Recruitment Issues Aren’t Isolated to Here

The DESC has said that the number of teachers leaving roles does seem higher than what would be be expected, particularly within science.

The issue was highlighted by former election candidate Gareth Young, himself a former teacher.

In a post on Facebook page, Mr Young said he had written to MHKs over concerns he had about the number of teachers planning to leave their posts this year.

Gareth Young

He said: ‘The area of greatest concern is the number of teachers leaving the island. I am aware of one secondary school that has received 7 notices to leave their Science department this academic year, this is a truly unprecedented event which I have not encountered in my 15 years as a teacher. Two of them are leaving at Easter with no replacements in situ. That will leave 7 exam classes with no science teacher leading up to their GCSE and A Level exams. In total, five good quality Science staff are due to leave the island due to the cost of housing and the fact they can’t get onto the property ladder; that’s from 1 school and they are not in isolation..

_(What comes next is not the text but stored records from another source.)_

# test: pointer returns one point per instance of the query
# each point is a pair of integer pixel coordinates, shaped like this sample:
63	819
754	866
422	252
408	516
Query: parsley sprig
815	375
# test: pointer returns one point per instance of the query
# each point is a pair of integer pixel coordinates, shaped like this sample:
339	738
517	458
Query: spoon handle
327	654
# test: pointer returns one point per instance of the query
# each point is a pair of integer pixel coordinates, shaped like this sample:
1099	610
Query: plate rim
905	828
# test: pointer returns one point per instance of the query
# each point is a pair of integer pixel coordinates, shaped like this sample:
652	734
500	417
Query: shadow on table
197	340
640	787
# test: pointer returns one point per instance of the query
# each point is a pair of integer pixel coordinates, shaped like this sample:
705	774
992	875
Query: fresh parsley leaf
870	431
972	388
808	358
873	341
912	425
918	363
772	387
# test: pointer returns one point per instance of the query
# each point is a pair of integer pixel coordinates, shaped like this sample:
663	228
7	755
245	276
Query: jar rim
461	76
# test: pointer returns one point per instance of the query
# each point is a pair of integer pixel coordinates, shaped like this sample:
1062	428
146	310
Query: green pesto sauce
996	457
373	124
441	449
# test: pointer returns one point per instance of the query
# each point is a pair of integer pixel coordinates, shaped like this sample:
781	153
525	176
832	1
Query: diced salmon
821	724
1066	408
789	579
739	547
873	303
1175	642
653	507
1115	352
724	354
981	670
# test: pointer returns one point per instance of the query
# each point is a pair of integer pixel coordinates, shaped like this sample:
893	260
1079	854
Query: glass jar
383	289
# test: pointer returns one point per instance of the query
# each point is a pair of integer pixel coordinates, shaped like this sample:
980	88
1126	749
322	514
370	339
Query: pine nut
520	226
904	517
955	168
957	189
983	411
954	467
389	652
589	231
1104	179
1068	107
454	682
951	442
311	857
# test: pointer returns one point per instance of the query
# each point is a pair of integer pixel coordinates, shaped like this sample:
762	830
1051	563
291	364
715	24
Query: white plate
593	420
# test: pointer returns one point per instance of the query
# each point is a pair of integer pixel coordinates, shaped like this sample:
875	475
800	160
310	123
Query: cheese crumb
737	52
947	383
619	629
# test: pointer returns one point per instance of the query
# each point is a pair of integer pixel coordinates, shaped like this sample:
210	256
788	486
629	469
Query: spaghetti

‘The school in question has advertised in the TES and locally on jobtrain for the last 3 weeks and no suitable applicants have been forthcoming to replace these teachers. As it stands the school in question won’t be able to teach Science to key stage 3 next year and are also contemplating reducing their A level provision. This is a real educational emergency that is being glossed over and ignored by those in power.’

In response to this, the DESC has said that it is currently reviewing the numbers, but it is aware of ‘a potential 22 teachers within secondary education due to leave, some of which are retiring’.

They added: ‘

We are working closely with the headteachers to find the best resolution to the issues we face, but it will be a priority of the Department that all students receive the necessary levels of teaching and support.

‘It should be noted that this is very early in the year, and these numbers will continue to fluctuate.  This issue is not just isolated within Isle of Man, but across the UK as well as reported by recruitment firms we currently working with.’